An mzPeak archive bundles several Parquet files and a JSON index under a single name. That bundle can be delivered three ways: as a ZIP archive, as an unpacked directory, or as a remote prefix (for example an HTTP server supporting range requests, S3, FTP, or WebDAV).

ZIP archives

To pack multiple Parquet tables together under a single file name on disk, we need a container format. mzPeak uses the ZIP archive to bundle the member files together. A ZIP file begins with a header containing its magic bytes, followed by a sequence of (header, file) blocks, and terminates with a central directory that records how to find each member.

Files in a ZIP may be stored compressed or uncompressed.

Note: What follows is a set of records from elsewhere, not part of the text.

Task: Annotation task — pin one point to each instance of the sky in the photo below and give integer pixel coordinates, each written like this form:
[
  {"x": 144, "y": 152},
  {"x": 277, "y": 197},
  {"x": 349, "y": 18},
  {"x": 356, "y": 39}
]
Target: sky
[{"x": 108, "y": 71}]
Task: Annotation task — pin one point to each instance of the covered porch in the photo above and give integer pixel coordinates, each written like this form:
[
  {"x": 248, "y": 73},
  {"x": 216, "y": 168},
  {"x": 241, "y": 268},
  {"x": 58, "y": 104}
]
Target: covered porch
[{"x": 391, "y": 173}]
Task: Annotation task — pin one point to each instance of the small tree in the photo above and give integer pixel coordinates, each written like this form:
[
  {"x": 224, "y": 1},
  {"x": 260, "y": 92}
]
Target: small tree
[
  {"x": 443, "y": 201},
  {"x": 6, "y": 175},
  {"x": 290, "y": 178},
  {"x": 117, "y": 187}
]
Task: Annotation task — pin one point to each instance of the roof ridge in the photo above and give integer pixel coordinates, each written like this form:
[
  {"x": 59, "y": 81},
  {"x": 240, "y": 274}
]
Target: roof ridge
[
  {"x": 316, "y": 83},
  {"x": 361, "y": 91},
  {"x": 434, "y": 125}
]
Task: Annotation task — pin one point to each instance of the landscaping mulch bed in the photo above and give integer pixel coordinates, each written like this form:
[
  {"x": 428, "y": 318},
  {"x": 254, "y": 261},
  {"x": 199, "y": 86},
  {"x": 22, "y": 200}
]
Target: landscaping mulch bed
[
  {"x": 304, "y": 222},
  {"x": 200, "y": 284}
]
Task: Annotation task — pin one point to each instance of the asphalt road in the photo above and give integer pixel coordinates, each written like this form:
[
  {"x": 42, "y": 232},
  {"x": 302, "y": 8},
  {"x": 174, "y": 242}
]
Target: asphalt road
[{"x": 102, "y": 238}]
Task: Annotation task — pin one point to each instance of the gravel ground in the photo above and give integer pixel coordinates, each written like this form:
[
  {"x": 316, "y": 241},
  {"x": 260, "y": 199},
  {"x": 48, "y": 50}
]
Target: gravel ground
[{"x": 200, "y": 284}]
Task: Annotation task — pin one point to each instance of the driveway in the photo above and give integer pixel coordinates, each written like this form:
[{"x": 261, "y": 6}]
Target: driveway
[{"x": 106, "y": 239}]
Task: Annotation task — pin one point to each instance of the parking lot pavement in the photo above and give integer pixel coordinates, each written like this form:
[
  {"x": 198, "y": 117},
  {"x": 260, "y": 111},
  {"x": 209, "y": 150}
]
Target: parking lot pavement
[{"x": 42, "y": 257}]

Members MUST be stored uncompressed

When mzPeak is stored in a ZIP, it MUST store its member files uncompressed. Uncompressed members can be read directly without an intervening decompression step to reveal the Parquet file, and each Parquet file already contains layered compression superior to that of a typical ZIP compressor.

Why not TAR?

TAR archives are designed for linear traversal: to learn what files an archive contains you must hop from header entry to header entry until you reach the end. Compared with ZIP's central directory, this is less efficient and more expensive on object stores. TAR also has no per-file encryption, which would make protecting the parts of an archive that are not Parquet files harder.

Unpacked archives

If an mzPeak archive is stored as an unpacked directory, the directory name is treated as the name of the run.

Encryption

Because Parquet supports modular encryption, individual Parquet files — and even individual columns or the footer metadata — can be encrypted while leaving the archive readable as a whole.

Open item — index visibility vs. encryption

Anything placed in mzpeak_index.json is necessarily visible in cleartext to all readers unless ZIP encryption is used, and ZIP encryption is widely known to be flawed and inconsistently implemented. Metadata inside a Parquet footer's key–value pairs can be encrypted. The index is JSON for convenience and for easy access from scripting languages; whether sensitive fields should move into encryptable Parquet metadata is an open design question.